I bought Some Girls with the original cover filled with women, only some of whom I recognized, and played it often. I liked the way the guitars blended together, with no real discernible lead guitar, and that most of the songs were short. The title track, with what the ‘Black Girls’ want to do, was appropriately taboo for a 16 year old, and Richards’ vocal Before they Make Me Run made me feel better about my own limited vocal range. I was moving into my Punk Rock phase, but the Rolling Stones were still a common touchstone in an American high school. Shortly after, I was rifling the extensive cut-out bins Big Ben’s in Lakewood, where Metamorphisis would regularly turn up, and found Rolled Gold, a cash

grab compilation from Decca focused on the early work of the Stones, and two other compilations (one with a red cover and one with a blue cover) and discovered that I really liked early 60's era Stones, things like Paint it Black, Under My Thumb, and Get Off My Cloud, which led me to buy my second favorite Stones album, Aftermath (US Version-I didn't know there was a different UK version), which didn’t really win me many friends when the stoners at school were listening to Black and Blue or It’s Only Rock and Roll.
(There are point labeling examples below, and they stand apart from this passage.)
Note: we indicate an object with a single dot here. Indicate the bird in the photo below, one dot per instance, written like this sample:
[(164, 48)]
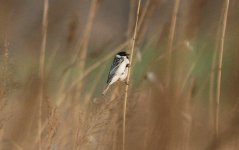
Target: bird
[(118, 70)]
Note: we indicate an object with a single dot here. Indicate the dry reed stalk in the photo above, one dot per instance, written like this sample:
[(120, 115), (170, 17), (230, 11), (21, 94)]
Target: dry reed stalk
[(170, 44), (128, 77), (4, 89), (85, 39), (42, 67), (131, 18), (52, 124), (220, 59), (212, 77)]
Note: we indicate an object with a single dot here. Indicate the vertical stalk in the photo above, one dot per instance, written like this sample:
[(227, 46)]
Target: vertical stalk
[(220, 59), (170, 43), (128, 77), (42, 67)]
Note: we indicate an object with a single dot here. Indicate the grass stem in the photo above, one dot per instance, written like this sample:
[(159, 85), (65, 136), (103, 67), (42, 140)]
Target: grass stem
[(128, 77)]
When the 2011 Deluxe reissue was released, I bought it curious to hear the bonus tracks from the time. I knew that the best of the outtakes were used for the Tattoo You lp, so I didn’t have high hopes, but No Spare Parts jumped out of the speakers. Another first person narrative like Miss You and Far Away Eyes, it stuck with me immediately. Jagger redid the vocals, and the song is better for it-compare with the original here. His voice is older and works better with the character, and the narrative is leaner, seemingly about an older man driving through the southwest to visit (and care for) his much younger woman. Interestingly, the other outtake high point, So Young, also seems to be older man/younger woman, but here Jagger sounds like the creepy old guy hitting on a teenager at a French arcade. A few of the other tracks are worth a listen as well.